The company announced that the “targeted re-release” was necessary to correct the bug, which occurs in the way Excel 2000 processes the phonetic information embedded in files created using Excel in the Korean, Chinese or Japanese executable mode.
“After you install [the patch], you can no longer open some files that you created by using any version of Excel,” the company warned.
The patch was shipped Jan. 9 as part of the MS07-002 bulletin that provided fixes for a total of five Microsoft Excel vulnerabilities.
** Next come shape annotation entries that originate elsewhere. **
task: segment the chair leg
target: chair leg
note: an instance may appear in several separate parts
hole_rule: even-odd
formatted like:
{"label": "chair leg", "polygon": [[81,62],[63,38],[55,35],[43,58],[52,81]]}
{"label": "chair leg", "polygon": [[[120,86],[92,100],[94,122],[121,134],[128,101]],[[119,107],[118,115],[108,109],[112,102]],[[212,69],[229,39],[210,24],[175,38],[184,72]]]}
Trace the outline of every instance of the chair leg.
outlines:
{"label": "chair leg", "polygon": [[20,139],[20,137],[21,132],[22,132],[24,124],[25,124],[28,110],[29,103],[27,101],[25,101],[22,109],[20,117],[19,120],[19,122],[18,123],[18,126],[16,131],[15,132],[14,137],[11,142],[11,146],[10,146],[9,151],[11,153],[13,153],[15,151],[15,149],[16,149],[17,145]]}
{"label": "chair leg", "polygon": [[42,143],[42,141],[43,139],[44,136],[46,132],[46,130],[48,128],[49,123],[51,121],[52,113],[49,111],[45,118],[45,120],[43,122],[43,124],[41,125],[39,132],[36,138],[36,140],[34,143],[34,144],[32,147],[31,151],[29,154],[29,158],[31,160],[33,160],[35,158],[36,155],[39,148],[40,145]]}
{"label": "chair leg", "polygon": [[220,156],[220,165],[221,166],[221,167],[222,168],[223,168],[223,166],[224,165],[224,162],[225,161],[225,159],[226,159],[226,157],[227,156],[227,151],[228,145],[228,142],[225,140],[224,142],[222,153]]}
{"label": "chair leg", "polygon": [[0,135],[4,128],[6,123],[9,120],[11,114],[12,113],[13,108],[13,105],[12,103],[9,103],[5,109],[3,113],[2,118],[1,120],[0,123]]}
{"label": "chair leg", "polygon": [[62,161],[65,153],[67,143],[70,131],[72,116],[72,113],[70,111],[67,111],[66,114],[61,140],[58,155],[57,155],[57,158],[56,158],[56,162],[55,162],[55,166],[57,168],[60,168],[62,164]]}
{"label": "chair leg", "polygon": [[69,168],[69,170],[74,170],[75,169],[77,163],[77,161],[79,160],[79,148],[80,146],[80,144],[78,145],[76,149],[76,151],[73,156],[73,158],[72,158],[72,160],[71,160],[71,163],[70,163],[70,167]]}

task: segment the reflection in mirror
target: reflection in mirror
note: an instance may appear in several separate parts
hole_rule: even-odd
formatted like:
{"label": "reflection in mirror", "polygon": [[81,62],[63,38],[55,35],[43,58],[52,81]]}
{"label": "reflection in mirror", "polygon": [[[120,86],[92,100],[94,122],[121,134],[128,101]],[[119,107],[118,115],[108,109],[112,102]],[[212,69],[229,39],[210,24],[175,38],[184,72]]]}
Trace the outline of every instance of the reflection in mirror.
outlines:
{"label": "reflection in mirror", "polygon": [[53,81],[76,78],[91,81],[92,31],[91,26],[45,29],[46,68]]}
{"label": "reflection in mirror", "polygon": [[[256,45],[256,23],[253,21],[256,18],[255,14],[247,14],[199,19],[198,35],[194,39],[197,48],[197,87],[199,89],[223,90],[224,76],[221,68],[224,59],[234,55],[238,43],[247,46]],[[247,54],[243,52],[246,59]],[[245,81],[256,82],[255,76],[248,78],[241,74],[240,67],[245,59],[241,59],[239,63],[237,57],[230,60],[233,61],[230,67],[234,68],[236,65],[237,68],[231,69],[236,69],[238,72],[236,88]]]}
The update is rated “critical,” Microsofts highest severity rating.
A company spokesman stressed that the re-released patch only applies to customers running Excel 2000 and noted that the original version of the security fix “does protect against all vulnerabilities discussed in the bulletin.”
“Customers who are not running Excel 2000 do not need to take action,” the spokesperson said.
On Jan. 9, the Redmond, Wash., software maker shipped four bulletins with patches for a total of 10 vulnerabilities, most rated “critical,” but there were no updates for known—and under attack—flaws in the ubiquitous Microsoft Word software.
Microsoft originally planned to ship eight bulletins this month, but four were pulled at the eleventh hour, suggesting that there were problems with the quality of the updates. The companys security response team has officially confirmed that at least three undocumented Word vulnerabilities are being used in code-execution attacks against select targets.